Dans ce dossier, un prévenu italien était poursuivi, ainsi que sa société, pour traite des êtres humains aux fins d’exploitation par le travail d’un ressortissant congolais, pour trafic d’êtres humains de cette même personne, toutes deux avec circonstances aggravantes, ainsi que pour diverses préventions de droit pénal social concernant plusieurs travailleurs, dont le Congolais.

Le prévenu est le gérant d’une boulangerie.

Le travailleur congolais s’est constitué partie civile, mais ne comparaît pas.

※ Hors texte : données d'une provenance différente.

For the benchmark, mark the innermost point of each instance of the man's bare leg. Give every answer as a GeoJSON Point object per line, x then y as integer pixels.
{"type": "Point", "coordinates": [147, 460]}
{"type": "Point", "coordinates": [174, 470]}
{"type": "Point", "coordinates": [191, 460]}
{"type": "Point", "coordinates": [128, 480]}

Le dossier est initié suite à une dénonciation par un couple qui avait travaillé comme bénévole pour la restauration du bâtiment dans lequel la boulangerie allait être installée. Ils dénonçaient des faits d’exploitation économique du travailleur congolais par le prévenu. Celui-ci dormirait dans la cave et travaillerait de nuit pour des tâches de nettoyage. Un rapport sera établi par l’inspection de l’ONSS faisant état de diverses irrégularités concernant cette boulangerie. Le dossier est mis à l’instruction et plusieurs devoirs d’enquête sont réalisés (perquisition dans la boulangerie, où le travailleur congolais est constaté au travail, mais s’enfuit avant d’être intercepté, visite domiciliaire au-dessus de la boulangerie où dormirait la victime). Lors de son audition, le travailleur expliquera travailler depuis environ 5 ans (il s’agissait au départ d’une formation avec promesse qu’à l’issue de celle-ci il reprenne une boulangerie) et gagnerait environ 80 euros par semaine. Le travailleur est pris en charge par un centre d’accueil spécialisé pour victimes.

Dans un jugement du 19 novembre 2021, le tribunal correctionnel de Marche retient la majorité des préventions, sans les circonstances aggravantes, tant pour le prévenu que la société. Il estime qu’il est question de traite des êtres humains : le travailleur a été recruté par le prévenu afin de mettre à disposition sa force de travail dans sa boulangerie. À cet égard, le fait que le travailleur ait pris ou repris lui-même contact avec le prévenu parce qu’il cherchait du travail ou voulait une formation en boulangerie est sans incidence. Il a également été hébergé par le prévenu. Cette mise au travail a eu lieu dans des conditions contraires à la dignité humaine et ce, pendant plus de quatre ans (rémunération de 80 euros en moyenne par semaine ; temps de travail excessif (de 83,5 à 87,5 heures par semaine) ; travail non déclaré ; crainte de se faire intercepter par la police ; relation déséquilibrée avec l’employeur qui le tenait par des promesses vaines comme la reprise d’une boulangerie ou l’espoir d’une régularisation).

Pour le trafic, le tribunal estime que le prévenu a contribué au séjour irrégulier du travailleur congolais, celui-ci ayant retiré un avantage patrimonial de l’exploitation économique de la victime, non déclarée.

Le tribunal condamne le prévenu à une peine de 18 mois d’emprisonnement avec sursis et à 24.000 euros d’amende avec sursis partiel ; la société à une amende de 32.000 euros avec sursis partiel.

Cette décision a fait l’objet d’un appel.